PDF(Pubmed)
Abstract:
Single-cell technology has allowed researchers to probe tissue complexity and dynamics at unprecedented depth in health and disease. However, the generation of high-dimensionality single-cell atlases and virtual three-dimensional tissues requires integrated reference maps that harmonize disparate experimental designs, analytical pipelines, and taxonomies. Here, we present a comprehensive single-cell transcriptome integration map of cardiac fibrosis, which underpins pathophysiology in most cardiovascular diseases.

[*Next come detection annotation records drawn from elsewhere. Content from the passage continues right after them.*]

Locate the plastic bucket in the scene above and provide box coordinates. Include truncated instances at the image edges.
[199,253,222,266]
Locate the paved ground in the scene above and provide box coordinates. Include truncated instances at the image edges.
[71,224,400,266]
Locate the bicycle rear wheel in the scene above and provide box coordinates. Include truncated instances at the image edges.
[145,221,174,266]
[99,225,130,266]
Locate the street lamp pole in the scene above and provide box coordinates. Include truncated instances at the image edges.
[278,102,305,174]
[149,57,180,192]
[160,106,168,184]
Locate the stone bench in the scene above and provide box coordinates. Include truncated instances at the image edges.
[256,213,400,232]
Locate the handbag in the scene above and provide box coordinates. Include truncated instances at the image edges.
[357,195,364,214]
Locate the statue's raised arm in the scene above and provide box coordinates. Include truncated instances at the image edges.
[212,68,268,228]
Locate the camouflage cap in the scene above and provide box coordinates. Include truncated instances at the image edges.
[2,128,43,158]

Our findings reveal similarity between cardiac fibroblast (CF) identities and dynamics in ischemic versus pressure overload models of cardiomyopathy. We also describe timelines for commitment of activated CFs to proliferation and myofibrogenesis, profibrotic and antifibrotic polarization of myofibroblasts and matrifibrocytes, and CF conservation across mouse and human healthy and diseased hearts. These insights have the potential to inform knowledge-based therapies.
摘要:
单细胞技术使研究人员能够在健康和疾病方面以前所未有的深度探测组织的复杂性和动力学。然而,高维单细胞图集和虚拟三维组织的生成需要整合的参考图,以协调不同的实验设计,分析管道,和分类法。这里,我们提出了一个全面的心脏纤维化的单细胞转录组整合图,这是大多数心血管疾病的病理生理学基础。我们的发现揭示了心肌成纤维细胞(CF)身份和动态之间的相似性,在心肌病的缺血性和压力超负荷模型。我们还描述了激活的CFs对增殖和肌纤维形成的承诺的时间表,肌成纤维细胞和基质纤维细胞的促纤维化和抗纤维化极化,以及小鼠和人类健康和患病心脏的CF保护。这些见解有可能为基于知识的疗法提供信息。